News

ASCO GI: Blood-based test could help identify hard-to-detect gastrointestinal cancers

22 Jan 2020
ASCO GI: Blood-based test could help identify hard-to-detect gastrointestinal cancers

A blood-based screening test using cell-free DNA to identify methylation signals of hard-to-detect gastrointestinal (GI) cancers that could potentially help detect cancer at earlier stages will be presented 2020 Gastrointestinal Cancers Symposium, taking place January 23-25 in San Francisco, California.

“The potential of this test is to diagnose cancer earlier, when it’s more treatable. The ability to do that across cancer types could be quite valuable. Many of the cancer types that this test detects don’t currently have screening tests that allow earlier cancer detection before the cancers cause symptoms,” said lead investigator Brian M. Wolpin, MD, MPH, who is Director of the Gastrointestinal Cancer Center and Director of the Hale Family Center for Pancreatic Cancer Research at Dana-Farber Cancer Institute in Boston.

In general, GI cancers are difficult to identify early.

The GI organs are deep inside the body, so small tumours can’t easily be seen or felt during routine physical exams.

No screening tests are available for cancers like gallbladder, bile duct, and pancreatic cancer.

Screening exams do exist for other types of GI cancers, such as colorectal and stomach cancer, but many of these tests are invasive.

When GI cancers are diagnosed, they are often at advanced stages that are more difficult to treat.

An accurate test based on a simple blood sample could lead to earlier diagnosis for GI cancers.

About the study

The test to be presented at the ASCO Gastrointestinal Cancers Symposium uses cell-free DNA — degraded DNA fragments circulating through the bloodstream, which can come from a number of sources, including tumour cells that have died and released DNA fragments.

This test is based on DNA methylation — a chemical process that can change how a gene’s function is carried out by the body without changing the order of the DNA bases.

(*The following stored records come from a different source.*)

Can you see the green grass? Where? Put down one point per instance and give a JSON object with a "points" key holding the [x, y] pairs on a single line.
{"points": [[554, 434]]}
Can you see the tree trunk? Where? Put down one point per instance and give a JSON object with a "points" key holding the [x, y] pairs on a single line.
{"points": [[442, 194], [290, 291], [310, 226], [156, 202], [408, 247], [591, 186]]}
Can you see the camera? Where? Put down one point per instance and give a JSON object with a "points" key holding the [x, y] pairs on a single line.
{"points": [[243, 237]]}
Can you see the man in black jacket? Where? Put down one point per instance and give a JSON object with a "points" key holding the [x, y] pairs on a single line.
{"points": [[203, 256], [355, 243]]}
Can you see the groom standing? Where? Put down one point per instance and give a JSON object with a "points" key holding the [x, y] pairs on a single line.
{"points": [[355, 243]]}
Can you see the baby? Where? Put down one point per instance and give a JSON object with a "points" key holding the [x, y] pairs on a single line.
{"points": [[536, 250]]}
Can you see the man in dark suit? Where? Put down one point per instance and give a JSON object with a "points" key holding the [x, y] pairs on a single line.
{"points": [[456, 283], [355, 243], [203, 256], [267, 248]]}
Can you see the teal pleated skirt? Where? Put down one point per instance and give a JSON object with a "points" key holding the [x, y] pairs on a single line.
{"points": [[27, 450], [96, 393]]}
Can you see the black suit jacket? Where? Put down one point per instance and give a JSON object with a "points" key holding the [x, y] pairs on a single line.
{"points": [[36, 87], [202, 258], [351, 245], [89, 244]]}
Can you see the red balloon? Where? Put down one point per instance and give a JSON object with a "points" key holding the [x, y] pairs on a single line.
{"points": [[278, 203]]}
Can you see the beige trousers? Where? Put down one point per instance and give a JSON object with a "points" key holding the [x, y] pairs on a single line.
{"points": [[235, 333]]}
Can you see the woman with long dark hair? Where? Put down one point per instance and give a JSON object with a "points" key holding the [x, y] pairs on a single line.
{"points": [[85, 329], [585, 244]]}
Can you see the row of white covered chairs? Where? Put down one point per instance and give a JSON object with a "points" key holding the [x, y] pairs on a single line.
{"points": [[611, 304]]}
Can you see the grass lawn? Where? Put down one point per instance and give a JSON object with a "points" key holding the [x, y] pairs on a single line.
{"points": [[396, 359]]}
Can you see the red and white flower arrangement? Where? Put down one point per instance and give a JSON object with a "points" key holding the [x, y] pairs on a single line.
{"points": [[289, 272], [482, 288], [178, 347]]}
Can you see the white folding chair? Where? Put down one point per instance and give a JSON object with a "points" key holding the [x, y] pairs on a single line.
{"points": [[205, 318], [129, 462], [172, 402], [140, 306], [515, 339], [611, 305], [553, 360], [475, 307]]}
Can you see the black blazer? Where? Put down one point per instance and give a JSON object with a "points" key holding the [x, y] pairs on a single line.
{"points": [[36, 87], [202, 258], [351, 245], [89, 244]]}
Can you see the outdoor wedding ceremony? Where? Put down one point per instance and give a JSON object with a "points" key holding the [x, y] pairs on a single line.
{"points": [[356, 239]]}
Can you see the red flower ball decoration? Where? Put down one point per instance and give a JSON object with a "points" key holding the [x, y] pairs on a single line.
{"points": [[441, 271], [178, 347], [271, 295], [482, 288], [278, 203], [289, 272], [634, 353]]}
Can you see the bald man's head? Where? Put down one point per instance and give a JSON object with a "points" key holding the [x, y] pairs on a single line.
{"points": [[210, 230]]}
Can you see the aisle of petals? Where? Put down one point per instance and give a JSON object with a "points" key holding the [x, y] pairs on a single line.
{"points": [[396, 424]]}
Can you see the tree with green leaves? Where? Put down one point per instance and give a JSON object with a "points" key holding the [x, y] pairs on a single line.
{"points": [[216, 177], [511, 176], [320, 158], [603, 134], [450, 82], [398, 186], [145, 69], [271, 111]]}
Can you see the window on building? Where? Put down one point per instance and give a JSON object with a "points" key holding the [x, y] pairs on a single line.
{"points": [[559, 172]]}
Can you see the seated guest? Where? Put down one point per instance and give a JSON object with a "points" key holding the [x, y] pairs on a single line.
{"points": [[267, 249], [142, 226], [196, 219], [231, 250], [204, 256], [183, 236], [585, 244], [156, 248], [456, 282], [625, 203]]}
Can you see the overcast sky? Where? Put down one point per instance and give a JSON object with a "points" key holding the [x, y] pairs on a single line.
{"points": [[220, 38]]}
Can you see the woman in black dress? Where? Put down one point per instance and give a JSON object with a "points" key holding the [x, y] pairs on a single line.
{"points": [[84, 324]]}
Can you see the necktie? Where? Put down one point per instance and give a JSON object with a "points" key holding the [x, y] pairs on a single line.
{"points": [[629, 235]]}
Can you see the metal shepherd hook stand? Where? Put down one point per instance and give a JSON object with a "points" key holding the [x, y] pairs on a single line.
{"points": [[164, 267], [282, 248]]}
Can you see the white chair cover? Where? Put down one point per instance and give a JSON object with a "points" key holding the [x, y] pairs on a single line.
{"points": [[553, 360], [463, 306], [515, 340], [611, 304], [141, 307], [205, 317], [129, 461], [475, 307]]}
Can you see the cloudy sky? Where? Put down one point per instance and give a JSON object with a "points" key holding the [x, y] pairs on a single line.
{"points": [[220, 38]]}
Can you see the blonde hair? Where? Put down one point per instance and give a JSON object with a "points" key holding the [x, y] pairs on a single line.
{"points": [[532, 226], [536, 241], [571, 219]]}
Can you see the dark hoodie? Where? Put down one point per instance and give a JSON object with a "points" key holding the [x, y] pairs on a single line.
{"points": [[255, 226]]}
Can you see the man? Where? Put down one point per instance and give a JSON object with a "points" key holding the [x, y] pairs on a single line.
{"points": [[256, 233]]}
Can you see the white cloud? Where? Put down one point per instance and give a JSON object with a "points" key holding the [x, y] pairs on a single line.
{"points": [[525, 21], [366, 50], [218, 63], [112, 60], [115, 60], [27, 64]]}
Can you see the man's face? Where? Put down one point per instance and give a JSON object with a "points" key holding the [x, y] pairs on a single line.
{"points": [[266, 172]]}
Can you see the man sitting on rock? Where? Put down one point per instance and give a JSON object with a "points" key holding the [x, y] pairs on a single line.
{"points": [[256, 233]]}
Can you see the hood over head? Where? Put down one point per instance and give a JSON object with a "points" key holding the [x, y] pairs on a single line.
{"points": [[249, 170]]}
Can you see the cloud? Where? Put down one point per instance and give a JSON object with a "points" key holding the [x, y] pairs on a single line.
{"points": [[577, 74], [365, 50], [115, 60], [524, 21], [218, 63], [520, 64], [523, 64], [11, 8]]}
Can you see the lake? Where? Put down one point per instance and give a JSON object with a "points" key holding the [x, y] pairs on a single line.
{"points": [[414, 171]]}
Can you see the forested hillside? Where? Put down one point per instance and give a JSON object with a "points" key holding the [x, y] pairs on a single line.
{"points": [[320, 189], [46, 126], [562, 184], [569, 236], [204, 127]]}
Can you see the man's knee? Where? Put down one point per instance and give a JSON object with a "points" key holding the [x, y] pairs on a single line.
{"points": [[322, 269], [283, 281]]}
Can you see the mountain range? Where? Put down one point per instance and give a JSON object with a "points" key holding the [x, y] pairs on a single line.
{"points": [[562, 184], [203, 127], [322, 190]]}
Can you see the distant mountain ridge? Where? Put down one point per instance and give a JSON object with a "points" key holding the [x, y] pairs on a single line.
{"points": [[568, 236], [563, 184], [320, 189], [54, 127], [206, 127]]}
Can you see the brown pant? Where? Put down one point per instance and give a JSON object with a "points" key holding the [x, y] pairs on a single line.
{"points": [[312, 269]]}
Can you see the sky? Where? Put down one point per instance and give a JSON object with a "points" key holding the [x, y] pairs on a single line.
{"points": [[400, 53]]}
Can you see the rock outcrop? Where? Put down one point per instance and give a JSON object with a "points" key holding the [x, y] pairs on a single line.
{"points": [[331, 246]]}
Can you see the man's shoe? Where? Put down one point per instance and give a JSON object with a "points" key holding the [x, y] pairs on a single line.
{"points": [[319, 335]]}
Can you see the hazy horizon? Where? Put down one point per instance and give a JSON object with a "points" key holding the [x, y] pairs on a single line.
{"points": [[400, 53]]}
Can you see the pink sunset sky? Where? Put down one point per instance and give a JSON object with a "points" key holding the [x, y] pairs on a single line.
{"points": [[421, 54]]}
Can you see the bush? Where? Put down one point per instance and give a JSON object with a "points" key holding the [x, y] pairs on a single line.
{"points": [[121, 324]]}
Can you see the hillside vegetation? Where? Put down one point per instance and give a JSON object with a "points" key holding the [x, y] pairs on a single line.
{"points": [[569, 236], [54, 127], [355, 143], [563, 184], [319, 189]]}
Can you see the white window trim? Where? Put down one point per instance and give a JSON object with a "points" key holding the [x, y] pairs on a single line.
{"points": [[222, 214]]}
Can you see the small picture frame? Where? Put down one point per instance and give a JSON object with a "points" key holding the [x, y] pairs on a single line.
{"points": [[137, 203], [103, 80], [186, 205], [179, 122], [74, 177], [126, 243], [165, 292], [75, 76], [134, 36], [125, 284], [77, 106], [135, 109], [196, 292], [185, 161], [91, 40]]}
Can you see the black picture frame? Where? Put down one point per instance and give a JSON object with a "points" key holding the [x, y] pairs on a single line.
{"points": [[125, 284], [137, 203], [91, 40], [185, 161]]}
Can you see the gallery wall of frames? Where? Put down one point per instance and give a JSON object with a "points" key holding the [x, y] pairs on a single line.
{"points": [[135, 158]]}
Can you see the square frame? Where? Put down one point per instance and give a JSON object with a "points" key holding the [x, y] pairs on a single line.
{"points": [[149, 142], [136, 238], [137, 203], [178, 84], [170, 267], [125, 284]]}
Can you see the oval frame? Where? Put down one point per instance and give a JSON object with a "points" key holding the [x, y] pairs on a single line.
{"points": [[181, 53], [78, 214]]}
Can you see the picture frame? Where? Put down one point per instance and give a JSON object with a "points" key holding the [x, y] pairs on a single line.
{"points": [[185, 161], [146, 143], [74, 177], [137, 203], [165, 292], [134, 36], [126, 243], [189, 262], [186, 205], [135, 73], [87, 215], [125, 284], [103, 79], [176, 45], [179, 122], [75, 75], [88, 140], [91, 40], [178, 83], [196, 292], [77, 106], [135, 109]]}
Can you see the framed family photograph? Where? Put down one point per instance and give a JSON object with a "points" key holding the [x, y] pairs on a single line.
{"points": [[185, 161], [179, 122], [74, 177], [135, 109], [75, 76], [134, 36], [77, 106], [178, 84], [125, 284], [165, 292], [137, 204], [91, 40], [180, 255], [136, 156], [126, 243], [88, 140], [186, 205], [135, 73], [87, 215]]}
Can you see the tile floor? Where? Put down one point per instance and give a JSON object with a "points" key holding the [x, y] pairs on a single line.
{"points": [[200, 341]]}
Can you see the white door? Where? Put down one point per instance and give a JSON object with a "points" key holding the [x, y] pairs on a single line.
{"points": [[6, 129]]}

Methylation plays a role in many processes in the body, including the development of cancer.

The researchers use a technique called bisulfite sequencing, which allows them to identify a pattern of methylation, or signature, in the cell-free DNA.

For this presented abstract, the researchers will provide data from patients with GI cancer and individuals without known cancer (non-cancer controls).

Key findings

In the Circulating Cell-free Genome Atlas (CCGA) study, the researchers included patients with more than 20 tumour types at all disease stages and non-cancer controls.

In the second substudy of CCGA, plasma DNA underwent targeted methylation analysis to develop an algorithm that could identify the whether the patient had cancer and the tissue of origin of the cancer — the presence or absence of cancer and its location in the body, including cancers of the oesophagus/stomach (n=67), pancreas/gallbladder/extrahepatic bile duct (n=95), liver/intrahepatic bile duct (n=29), and colon/rectum (n=121).

Data included training and validation sets.

The technology had an overall sensitivity of 82% for cancer detection for the training set and 81% for the validation set, with a specificity of more than 99%.

Overall accuracy for defining the GI tissue of origin among the samples for which tissue of origin was assigned was 91% and 89% for the training and validation sets.

“The data show that evaluating methylation of cell-free DNA within a blood sample, may detect a variety of gastrointestinal cancers with good sensitivity and with a low rate of false positives. If further validated with additional testing, this approach has the potential to allow us to diagnose gastrointestinal cancers earlier, when they’re more treatable,” said Wolpin.

Next steps

The test’s developers are also conducting two large population-based studies to further validate the screening potential of the test.

The STRIVE study has enrolled nearly 100,000 women undergoing screening mammograms, and the SUMMIT study is enrolling 50,000 men and women without a known cancer diagnosis.